To the collective “???” of nearly everyone I know, I went to Bendigo on Tuesday. I felt like getting out of town, and thought a two-hour train ride each way would actually make me get some reading done. I was correct about the reading, managing to plow through Fowler’s Language in the News. Hurrah
I definitely wore the wrong shoes, though. My flip flops are worn almost completely through, and I regretted my decision to wear them almost immediately. And certainly after starting a 7k walk, which yielded two fun, new calluses on the balls of my feet.
That’s not the terror, though.
I walked up to White Hills Cemetery, which dates from the time of the gold fields (1850s). It’s famous for having one of the oldest Chinese cemeteries in Australia, etc, etc.
Now, I’m confusing because I love cemeteries almost as much as I hate dead bodies. Or, should I say, I love well-kept cemeteries.
The first gravesite I approached had a low structure built on top of it. Sort of a curb built around the grave, filled in with gravel. Except that the gravel looked as though someone had been digging it out - or, more horrifically, pushing it out as they escaped from their tomb.
Unsettled, I moved along, being careful not to stop for too long due to the multitudes of incredibly large and (it being Australia and all) probably poisonous ants. They were using one of the mounded graves in the Chinese section as their hill. It was unpleasant.
I’d say one out of every five graves I passed was in a state of serious, vaguely terrifying disrepair.
And I don’t mean the gravestones were bleached - I’m talking about the ground caving in, spider-filled holes looking directly into graves, mounds that have still not settled despite the 150 years since their digging, twisted wrought iron fencing (undoubtedly wrenched apart by the zombie army my overactive imagination increasingly expected to find behind the next headstone).
The sun was shining, the sky was blue, and I was scared out of my tiny mind. But I kept moving, willing the part of me that is still somewhat afraid of Skeletor to bravery.
And then I heard a man’s voice near me say, ‘Heeeelllloooo.’ I turned around 360 degrees and there was no one in this godforsaken cemetery.
I nearly wet myself.
Turns out, it was a motorcycle revving in the distance. But I spent the 20 seconds before it revved again wheeling like a terrified pony.
I can honestly say it’s probably the most scared I’ve been since I talked my aunt into letting me watch Ghostbusters the first time it was shown on TV, maybe 1987. (She learned her lesson when I woke up crying at 2am and had to be retrieved by my mother.) That, or that time I made Jessica sleep over after I watched The Ring.

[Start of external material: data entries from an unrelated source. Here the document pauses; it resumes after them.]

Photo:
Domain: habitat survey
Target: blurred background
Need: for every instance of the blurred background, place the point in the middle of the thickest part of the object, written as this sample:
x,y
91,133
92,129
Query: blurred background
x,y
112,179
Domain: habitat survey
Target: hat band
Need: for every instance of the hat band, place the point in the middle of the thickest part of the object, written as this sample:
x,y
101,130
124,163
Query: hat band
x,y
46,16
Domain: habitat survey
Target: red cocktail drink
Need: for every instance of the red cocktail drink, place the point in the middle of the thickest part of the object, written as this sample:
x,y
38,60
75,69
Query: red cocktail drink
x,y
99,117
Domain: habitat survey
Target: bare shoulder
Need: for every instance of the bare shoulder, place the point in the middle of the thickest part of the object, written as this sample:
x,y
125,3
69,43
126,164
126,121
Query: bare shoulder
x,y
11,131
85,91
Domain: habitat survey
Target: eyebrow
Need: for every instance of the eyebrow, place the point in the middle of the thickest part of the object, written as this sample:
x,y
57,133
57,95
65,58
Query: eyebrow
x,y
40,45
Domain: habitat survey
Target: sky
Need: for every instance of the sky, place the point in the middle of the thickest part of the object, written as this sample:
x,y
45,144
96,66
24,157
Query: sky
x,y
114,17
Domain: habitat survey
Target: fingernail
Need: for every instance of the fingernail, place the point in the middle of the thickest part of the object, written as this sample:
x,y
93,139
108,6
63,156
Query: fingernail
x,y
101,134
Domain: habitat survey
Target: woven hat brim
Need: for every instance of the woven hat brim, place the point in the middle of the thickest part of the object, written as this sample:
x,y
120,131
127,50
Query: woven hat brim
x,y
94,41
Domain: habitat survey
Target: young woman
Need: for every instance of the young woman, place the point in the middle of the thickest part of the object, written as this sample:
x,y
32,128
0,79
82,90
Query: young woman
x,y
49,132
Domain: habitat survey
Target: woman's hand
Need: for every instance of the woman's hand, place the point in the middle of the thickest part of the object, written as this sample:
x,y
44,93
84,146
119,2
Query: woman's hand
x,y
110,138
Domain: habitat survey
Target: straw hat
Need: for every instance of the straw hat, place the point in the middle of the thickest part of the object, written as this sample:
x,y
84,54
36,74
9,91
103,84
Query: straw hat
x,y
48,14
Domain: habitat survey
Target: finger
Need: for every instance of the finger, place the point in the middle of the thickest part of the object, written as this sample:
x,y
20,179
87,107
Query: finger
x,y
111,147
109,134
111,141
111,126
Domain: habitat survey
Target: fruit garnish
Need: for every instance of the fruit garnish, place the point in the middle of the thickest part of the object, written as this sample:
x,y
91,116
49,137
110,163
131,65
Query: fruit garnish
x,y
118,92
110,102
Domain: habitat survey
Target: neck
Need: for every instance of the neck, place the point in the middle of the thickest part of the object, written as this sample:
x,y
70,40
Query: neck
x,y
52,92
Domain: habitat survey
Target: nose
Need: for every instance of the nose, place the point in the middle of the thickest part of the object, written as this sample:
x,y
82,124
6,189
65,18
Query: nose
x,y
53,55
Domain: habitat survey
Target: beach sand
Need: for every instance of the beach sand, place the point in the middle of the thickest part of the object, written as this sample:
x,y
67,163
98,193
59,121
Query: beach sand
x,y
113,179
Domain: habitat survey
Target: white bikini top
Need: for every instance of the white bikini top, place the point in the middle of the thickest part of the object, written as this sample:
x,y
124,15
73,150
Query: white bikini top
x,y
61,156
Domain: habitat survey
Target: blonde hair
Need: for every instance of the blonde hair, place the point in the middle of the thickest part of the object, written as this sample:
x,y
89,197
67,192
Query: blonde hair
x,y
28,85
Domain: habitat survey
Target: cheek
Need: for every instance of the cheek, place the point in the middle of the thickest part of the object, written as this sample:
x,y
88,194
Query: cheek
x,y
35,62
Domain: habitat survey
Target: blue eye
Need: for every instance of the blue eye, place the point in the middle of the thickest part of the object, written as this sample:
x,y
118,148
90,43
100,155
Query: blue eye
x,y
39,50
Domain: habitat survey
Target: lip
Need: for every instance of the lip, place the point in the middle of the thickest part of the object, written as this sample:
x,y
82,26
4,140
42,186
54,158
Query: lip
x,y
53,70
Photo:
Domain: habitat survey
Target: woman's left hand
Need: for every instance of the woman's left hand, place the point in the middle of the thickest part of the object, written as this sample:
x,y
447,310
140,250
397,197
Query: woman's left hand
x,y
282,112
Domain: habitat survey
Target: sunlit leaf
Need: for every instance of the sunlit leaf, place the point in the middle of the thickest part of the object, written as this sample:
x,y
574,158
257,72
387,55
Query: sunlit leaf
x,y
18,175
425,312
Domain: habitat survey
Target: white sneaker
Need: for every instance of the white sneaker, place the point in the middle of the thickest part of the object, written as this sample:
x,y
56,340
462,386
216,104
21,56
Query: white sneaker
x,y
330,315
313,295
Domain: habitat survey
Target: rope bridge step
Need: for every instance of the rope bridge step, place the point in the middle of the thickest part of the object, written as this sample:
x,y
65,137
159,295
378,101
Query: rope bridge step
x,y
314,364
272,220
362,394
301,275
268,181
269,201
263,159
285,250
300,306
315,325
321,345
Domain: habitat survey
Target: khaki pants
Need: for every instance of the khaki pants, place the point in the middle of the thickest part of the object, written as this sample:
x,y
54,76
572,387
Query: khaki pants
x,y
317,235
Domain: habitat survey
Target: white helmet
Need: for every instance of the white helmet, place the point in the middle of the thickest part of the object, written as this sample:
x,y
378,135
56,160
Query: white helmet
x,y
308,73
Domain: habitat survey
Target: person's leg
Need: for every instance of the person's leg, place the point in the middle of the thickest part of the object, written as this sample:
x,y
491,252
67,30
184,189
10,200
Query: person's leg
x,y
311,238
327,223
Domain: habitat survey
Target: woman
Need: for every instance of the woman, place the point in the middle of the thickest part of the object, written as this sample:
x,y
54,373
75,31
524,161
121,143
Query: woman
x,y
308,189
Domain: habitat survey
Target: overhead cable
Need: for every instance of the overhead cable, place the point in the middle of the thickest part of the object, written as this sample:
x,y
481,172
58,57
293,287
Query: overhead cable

I hightailed it to the edges of the cemetery, where I found some rather attractive broken headstones. They were, no doubt, shattered as the zombie army marched on its nightly raid, but they were far less terrifying.
And then I got to walk back to town on my painful, forming calluses. I had a glass of wine at the first pub I found and read some Fowler.
My will to sightsee was a bit shot at that point (and hurty), but I dragged myself around Bendigo’s other tourist attractions - Golden Dragon museum (check), lookout tower in the park (check), corner with the four churches (check), Shamrock Hotel (and another glass of wine, check).
All done in time to make the 6:40 train back to Melbourne. I read more Fowler and tried not to watch a man picking his nose for what seemed an audacious length of time.
All in all - a great trip!
Update: I put my Bendigo pics up on Flickr. Waiting for the new Gallery feature on WP 2.5 before I upload them here.